Department of Cardiothoracic Surgery/Cardiac ICU Section, Heart Hospital, Hamad Medical Corporation, Doha, Qatar; Department of Critical Care Medicine, Beni Suef University, Beni Suef, Egypt; Weill Cornell Medical College-Qatar, Doha, Qatar.
Weill Cornell Medical College-Qatar, Doha, Qatar; Department of Medicine, Medical Intensive Care Unit (MICU), Hamad General Hospital, Doha, Qatar.
J Cardiothorac Vasc Anesth. 2022 Aug;36(8 Pt B):2891-2899. doi: 10.1053/j.jvca.2022.02.018. Epub 2022 Feb 18.
This study aimed at investigating the effects of an extracorporeal membrane oxygenation (ECMO) service on Burnout syndrome (BOS) development in the intensive care unit (ICU).
The authors conducted a cross-sectional descriptive study.

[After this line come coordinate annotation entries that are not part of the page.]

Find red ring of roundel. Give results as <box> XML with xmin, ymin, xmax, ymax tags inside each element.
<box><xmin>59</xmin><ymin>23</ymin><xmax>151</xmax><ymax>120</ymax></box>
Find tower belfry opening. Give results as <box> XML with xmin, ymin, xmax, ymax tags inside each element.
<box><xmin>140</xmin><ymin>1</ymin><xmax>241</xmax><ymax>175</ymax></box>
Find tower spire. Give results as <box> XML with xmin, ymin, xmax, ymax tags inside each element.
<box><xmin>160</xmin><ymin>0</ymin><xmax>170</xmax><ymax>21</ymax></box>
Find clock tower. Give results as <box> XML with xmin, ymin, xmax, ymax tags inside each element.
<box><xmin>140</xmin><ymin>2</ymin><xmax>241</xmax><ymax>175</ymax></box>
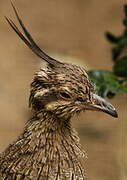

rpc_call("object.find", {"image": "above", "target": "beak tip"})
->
[112,111,118,118]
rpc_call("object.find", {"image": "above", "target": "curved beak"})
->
[85,94,118,118]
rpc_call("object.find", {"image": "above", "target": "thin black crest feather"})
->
[5,1,63,66]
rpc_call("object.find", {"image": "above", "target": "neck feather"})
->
[0,115,86,180]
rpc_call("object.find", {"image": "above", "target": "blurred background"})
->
[0,0,127,180]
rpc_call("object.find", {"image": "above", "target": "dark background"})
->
[0,0,127,180]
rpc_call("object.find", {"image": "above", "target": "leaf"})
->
[88,70,127,98]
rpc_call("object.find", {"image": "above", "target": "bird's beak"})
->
[85,94,118,118]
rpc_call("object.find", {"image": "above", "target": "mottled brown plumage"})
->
[0,4,117,180]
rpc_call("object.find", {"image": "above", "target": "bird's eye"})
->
[77,97,84,102]
[60,91,71,100]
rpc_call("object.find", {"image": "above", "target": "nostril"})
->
[77,97,84,102]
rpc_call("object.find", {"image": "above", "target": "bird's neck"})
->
[1,113,85,180]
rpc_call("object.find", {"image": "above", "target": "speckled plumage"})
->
[0,4,117,180]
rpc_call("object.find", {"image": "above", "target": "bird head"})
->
[30,62,117,119]
[5,4,117,119]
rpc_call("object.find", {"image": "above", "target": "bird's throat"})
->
[0,115,85,180]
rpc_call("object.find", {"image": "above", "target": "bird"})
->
[0,3,118,180]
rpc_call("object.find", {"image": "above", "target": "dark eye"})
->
[77,97,84,102]
[60,91,71,100]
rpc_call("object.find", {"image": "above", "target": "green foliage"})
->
[88,70,127,98]
[88,5,127,98]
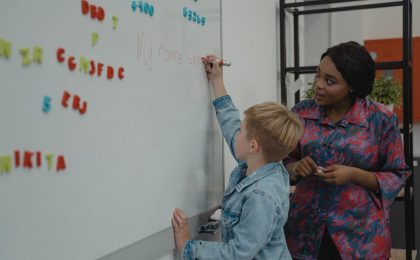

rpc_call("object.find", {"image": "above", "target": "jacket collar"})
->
[225,162,281,196]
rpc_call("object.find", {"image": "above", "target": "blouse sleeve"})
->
[374,114,411,207]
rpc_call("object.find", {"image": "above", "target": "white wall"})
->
[153,0,278,260]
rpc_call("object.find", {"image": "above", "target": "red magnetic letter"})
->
[90,5,98,19]
[107,66,114,79]
[98,6,105,21]
[118,67,124,79]
[89,60,96,76]
[15,150,20,168]
[98,63,104,77]
[23,151,34,168]
[67,56,76,71]
[73,95,80,110]
[79,101,87,115]
[57,48,66,63]
[82,0,89,14]
[61,91,71,107]
[57,155,66,171]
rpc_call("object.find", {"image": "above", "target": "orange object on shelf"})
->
[364,37,420,123]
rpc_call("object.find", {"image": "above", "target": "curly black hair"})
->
[321,41,376,98]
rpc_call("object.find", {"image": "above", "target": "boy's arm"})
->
[213,96,241,161]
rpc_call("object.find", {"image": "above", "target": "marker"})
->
[201,57,231,67]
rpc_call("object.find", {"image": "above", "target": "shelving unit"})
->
[279,0,415,259]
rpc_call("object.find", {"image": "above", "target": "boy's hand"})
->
[315,164,354,185]
[172,208,191,250]
[202,55,223,86]
[290,156,317,178]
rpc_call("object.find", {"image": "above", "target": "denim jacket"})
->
[183,96,291,260]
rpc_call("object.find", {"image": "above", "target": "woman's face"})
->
[314,56,351,106]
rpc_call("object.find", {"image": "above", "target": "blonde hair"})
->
[244,102,303,162]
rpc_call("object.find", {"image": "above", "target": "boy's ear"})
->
[249,139,260,153]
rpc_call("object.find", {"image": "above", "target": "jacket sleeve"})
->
[373,114,411,208]
[213,95,241,162]
[183,191,282,260]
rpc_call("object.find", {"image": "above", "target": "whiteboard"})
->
[0,0,223,260]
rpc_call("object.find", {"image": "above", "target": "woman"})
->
[284,42,411,260]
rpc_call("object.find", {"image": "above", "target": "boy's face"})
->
[236,120,251,161]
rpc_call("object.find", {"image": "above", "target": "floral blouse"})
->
[283,99,411,259]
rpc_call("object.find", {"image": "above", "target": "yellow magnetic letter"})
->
[0,38,12,59]
[33,46,43,64]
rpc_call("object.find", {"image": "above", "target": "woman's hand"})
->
[316,164,379,192]
[315,164,356,185]
[287,156,317,178]
[171,208,191,250]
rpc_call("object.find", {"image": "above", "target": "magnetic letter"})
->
[106,66,114,79]
[42,96,51,113]
[57,155,66,171]
[0,38,12,59]
[36,151,41,168]
[57,48,66,63]
[90,5,98,19]
[89,60,96,76]
[82,0,89,14]
[79,101,87,115]
[92,32,99,46]
[15,150,20,168]
[98,6,105,21]
[0,156,12,173]
[73,95,80,110]
[32,46,43,64]
[67,56,76,71]
[112,15,118,30]
[23,151,34,168]
[79,57,89,74]
[118,67,124,79]
[98,63,104,77]
[61,91,71,107]
[20,48,31,65]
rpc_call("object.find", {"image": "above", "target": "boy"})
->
[172,56,302,259]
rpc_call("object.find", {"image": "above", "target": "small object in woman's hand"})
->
[316,166,325,174]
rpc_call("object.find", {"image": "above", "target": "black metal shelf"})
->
[279,0,415,259]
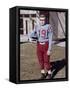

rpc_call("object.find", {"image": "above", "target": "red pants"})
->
[37,42,51,70]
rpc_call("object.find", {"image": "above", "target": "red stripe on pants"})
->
[37,42,51,70]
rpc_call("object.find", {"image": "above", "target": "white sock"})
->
[48,70,52,74]
[41,69,45,73]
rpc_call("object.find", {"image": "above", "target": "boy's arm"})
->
[48,25,53,51]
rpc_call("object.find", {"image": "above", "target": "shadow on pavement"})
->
[51,59,66,78]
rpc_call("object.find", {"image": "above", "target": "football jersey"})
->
[30,24,53,49]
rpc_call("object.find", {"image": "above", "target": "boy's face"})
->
[40,17,45,26]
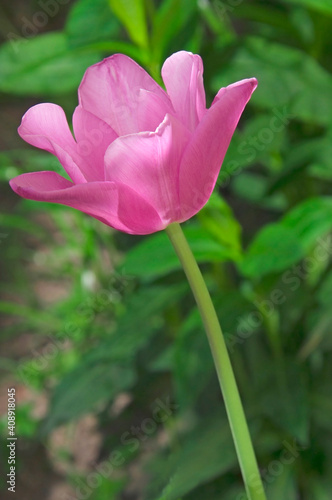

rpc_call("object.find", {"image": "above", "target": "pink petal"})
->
[78,54,172,136]
[18,103,86,183]
[161,51,206,131]
[105,115,190,227]
[179,78,257,221]
[10,172,162,234]
[73,106,118,182]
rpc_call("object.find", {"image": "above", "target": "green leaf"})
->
[0,33,100,95]
[172,308,214,411]
[121,224,240,280]
[146,412,278,500]
[147,415,236,500]
[108,0,149,48]
[287,0,332,16]
[65,0,120,47]
[239,224,304,278]
[198,193,242,260]
[263,466,299,500]
[151,0,197,64]
[213,37,332,127]
[281,196,332,252]
[42,360,136,433]
[43,283,187,433]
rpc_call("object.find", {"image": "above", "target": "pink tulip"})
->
[10,51,257,234]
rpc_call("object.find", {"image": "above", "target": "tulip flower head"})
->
[10,51,257,234]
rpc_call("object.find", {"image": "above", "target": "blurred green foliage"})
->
[0,0,332,500]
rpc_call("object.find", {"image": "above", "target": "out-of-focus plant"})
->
[0,0,332,500]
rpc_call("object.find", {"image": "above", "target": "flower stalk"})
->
[166,223,266,500]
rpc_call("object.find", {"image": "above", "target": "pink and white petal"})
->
[18,103,86,183]
[179,78,257,221]
[78,54,172,135]
[105,115,191,225]
[10,172,162,234]
[161,51,206,131]
[73,106,118,182]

Eight ICUs within 5 tertiary hospitals in 1 country.
Intensive care practitioners (nurses, physicians, and respiratory therapists).

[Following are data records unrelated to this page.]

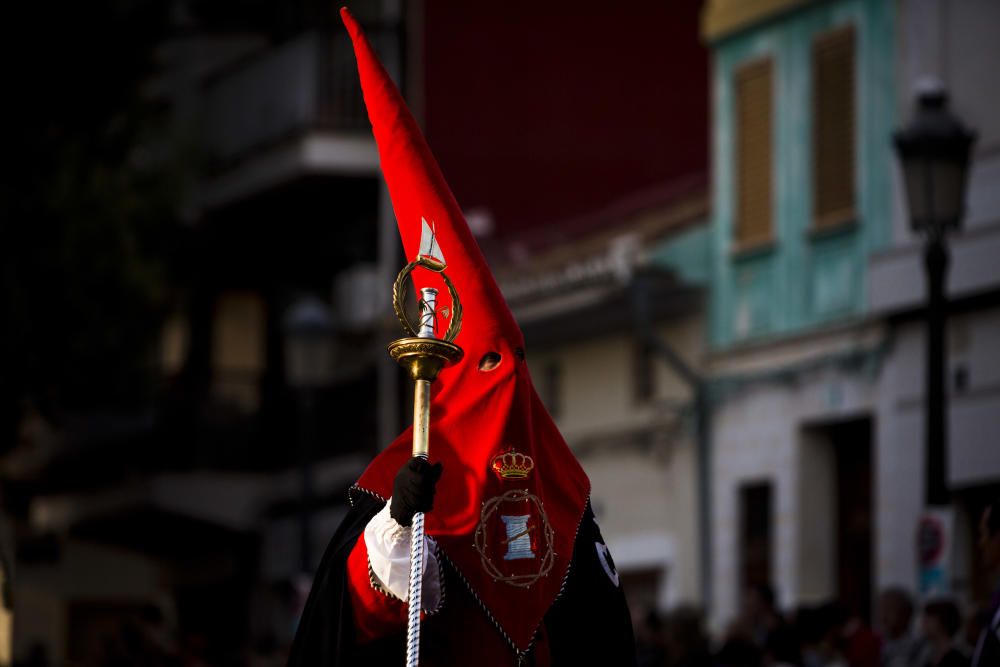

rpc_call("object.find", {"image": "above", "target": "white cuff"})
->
[365,498,441,613]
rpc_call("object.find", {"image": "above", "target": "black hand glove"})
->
[389,456,443,526]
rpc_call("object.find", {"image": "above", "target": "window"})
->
[632,340,656,403]
[740,482,771,590]
[736,59,774,248]
[541,361,562,417]
[812,26,855,228]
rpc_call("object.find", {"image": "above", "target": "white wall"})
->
[529,316,704,608]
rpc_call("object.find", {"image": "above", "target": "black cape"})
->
[288,493,636,667]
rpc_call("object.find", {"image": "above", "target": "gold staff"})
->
[389,257,462,667]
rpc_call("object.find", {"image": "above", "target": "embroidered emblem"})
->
[594,542,621,588]
[490,448,535,480]
[474,489,556,588]
[500,514,535,560]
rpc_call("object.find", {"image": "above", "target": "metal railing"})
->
[204,30,399,164]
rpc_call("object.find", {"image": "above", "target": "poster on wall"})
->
[917,507,955,598]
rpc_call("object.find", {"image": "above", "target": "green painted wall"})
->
[710,0,895,348]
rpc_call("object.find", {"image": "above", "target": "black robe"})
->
[288,493,635,667]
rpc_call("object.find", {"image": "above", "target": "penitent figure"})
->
[289,10,635,667]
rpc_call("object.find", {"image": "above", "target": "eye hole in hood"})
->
[479,352,503,373]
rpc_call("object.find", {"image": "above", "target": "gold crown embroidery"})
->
[490,449,535,479]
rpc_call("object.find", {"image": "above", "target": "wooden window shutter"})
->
[736,59,774,248]
[812,26,855,227]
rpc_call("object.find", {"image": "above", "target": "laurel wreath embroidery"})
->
[475,489,556,588]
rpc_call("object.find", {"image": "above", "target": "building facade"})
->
[703,0,897,629]
[703,0,1000,628]
[500,184,708,619]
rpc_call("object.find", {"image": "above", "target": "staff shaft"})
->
[406,380,431,667]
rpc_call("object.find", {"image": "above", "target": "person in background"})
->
[923,599,969,667]
[795,602,850,667]
[666,605,712,667]
[878,588,923,667]
[972,501,1000,667]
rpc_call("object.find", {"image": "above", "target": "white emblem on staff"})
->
[500,514,535,560]
[417,218,447,264]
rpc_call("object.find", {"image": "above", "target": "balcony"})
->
[198,30,399,208]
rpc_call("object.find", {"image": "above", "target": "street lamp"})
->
[284,296,334,573]
[893,85,976,506]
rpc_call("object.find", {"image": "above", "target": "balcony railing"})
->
[204,31,399,165]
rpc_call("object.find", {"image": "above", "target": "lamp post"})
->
[893,85,975,507]
[284,296,334,573]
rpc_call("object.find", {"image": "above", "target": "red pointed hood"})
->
[341,9,590,650]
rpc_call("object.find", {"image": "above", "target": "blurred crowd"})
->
[634,503,1000,667]
[635,585,989,667]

Using an online questionnaire, the Maslach Burnout Inventory Human Services Survey for Medical Personnel. In addition, demographic variables, workload, salary satisfaction, and caring for COVID-19 patients were assessed. Participants were divided based on working in an ICU with ECMO (ECMO-ICU) and without (non-ECMO-ICU) ECMO service, and burnout status (burnout and no burnout).
The response rate for completing the questionnaire was 36.4% (445/1,222). Male patients represented 53.7% of the participants. The overall prevalence of burnout was 64.5%. The overall burnout prevalence did not differ between ECMO- and non-ECMO-ICU groups (64.5% and 63.7, respectively). However, personal accomplishment (PA) score was significantly lower among ECMO-ICU personnel compared with those in a non-ECMO-ICU (42.7% v 52.6, p = 0.043). Significant predictors of burnout included profession (nurse or physician), acquiring COVID-19 infection, knowing other practitioners who were infected with COVID-19, salary dissatisfaction, and extremes of workload.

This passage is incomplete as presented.